In 2003, the UT System Board of Regents and Simon Property Group reached a $130 million lease agreement under which Simon would build a shopping mall on 46 acres (186,000 m^{2}) of unused PRC land along Loop 1 and across from another Simon Property Group venture - the Domain. Construction on the Arbor Walk began in 2005, with its first retail stores opening in October 2006.

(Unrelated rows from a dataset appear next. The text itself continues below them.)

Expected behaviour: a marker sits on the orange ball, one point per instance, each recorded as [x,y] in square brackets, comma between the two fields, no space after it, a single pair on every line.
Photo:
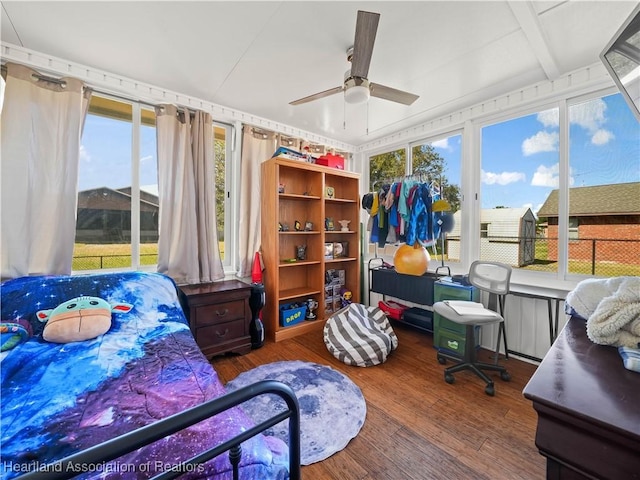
[411,259]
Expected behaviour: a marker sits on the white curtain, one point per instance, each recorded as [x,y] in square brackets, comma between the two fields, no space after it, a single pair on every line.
[188,248]
[256,148]
[41,130]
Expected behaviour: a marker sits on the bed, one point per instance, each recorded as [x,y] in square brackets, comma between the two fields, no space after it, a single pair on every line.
[105,397]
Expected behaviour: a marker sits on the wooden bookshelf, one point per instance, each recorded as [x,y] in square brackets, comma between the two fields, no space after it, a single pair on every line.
[297,191]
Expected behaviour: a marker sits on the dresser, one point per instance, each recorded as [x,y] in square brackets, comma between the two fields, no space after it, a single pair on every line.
[588,409]
[219,316]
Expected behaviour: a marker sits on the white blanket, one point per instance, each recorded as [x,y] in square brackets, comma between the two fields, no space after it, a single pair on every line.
[616,318]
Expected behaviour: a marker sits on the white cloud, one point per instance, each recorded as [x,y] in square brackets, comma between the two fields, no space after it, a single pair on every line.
[152,189]
[542,141]
[84,155]
[602,137]
[444,144]
[549,118]
[545,176]
[503,178]
[548,177]
[588,115]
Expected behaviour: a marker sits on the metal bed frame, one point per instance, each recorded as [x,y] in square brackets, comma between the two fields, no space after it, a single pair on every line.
[111,449]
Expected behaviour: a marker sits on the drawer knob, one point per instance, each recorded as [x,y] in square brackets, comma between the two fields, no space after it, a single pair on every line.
[226,330]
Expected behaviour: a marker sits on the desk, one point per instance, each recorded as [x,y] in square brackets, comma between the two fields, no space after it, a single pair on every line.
[588,409]
[549,294]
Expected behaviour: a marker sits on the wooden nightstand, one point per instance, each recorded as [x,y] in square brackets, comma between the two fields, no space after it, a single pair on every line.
[219,316]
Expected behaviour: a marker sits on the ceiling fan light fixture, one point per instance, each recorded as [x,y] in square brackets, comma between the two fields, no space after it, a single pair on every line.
[356,91]
[357,94]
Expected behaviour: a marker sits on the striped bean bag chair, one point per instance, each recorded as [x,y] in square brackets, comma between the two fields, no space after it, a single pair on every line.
[359,335]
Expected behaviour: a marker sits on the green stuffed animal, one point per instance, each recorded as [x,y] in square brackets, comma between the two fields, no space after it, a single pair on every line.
[79,319]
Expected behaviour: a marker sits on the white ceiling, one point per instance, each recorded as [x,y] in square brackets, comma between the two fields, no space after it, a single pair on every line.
[256,57]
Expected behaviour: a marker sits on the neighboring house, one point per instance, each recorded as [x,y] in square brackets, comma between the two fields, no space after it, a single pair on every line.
[604,223]
[104,216]
[507,235]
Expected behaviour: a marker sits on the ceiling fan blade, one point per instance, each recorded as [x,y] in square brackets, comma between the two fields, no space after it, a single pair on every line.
[316,96]
[366,29]
[393,94]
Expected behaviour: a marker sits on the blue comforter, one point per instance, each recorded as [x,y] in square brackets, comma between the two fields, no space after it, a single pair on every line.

Despite all this, a significant amount of the campus remains undeveloped. While there are roads throughout the campus, many of them border empty plots of land. UT administrators have announced plans to eventually develop the PRC into a full-fledged campus, but they are only preliminary. Visitors will also observe numerous bluebonnets, the Texas state flower, at the PRC. They are visible outside the campus from Burnet Road, but can be found in various places throughout the site.

==Research departments==
- Applied Research Laboratories - One of the first and largest departments to be located at the PRC.
- Bureau of Economic Geology - The oldest research unit at UT and the Texas state geological survey.
- Texas Advanced Computing Center - Operates the Frontera supercomputer, which ranks 21st in the world (and two others in the top 500).
- Nuclear Engineering Teaching Lab - Operates a fully functional nuclear reactor.
- Center for Aeromechanics Research - Houses a hypersonic Mach 5 wind tunnel.
- Electrical Engineering Research Laboratory (EERL) - Performs research in all forms of electromagnetic wave engineering. This includes radar, wireless communications, SATCOMS, and modeling ICs.
- Microelectronics and Computer Technology Corporation (MCC) - Technology research consortium consisting of 20 hi-tech companies. Currently designated as the West Pickle Research Campus (WPR)
- Center for Electromechanics (CEM) - Research center focusing on electromagnetics, electromechanics, energy storage, and high performance energy conversion
- Center for Energy and Environmental Resources (CEER) - CEER is located in the Electromechanics and Energy Building
- Center for Water and the Environment (CWE) - Carries out advanced research, education, design and planning in water resources and environmental management in Texas, across the United States, and internationally.
- Microelectronics Research Center (MRC) - Houses UT's research in nanoelectronics (CMOS and post-CMOS), optoelectronics, and organic semiconductors. The MRC is home to a state-of-the-art 15000 sqft cleanroom for device fabrication and is a member of the NSF's National Nanotechnology Infrastructure Network (NNIN).
- Texas Archeological Research Laboratory (TARL) - a nationally recognized archeological research facility and the largest archeological repository in the state.
- Ferguson Structural Engineering Laboratory (FSEL) - Large-scale testing of structural elements including bridge piers, prestressed girders, and composite decks. The FSEL is one of the first research departments introduced to the PRC.

==Bus connections==
The campus is served via Capital Metro as well, through a stop known as UT Research Campus.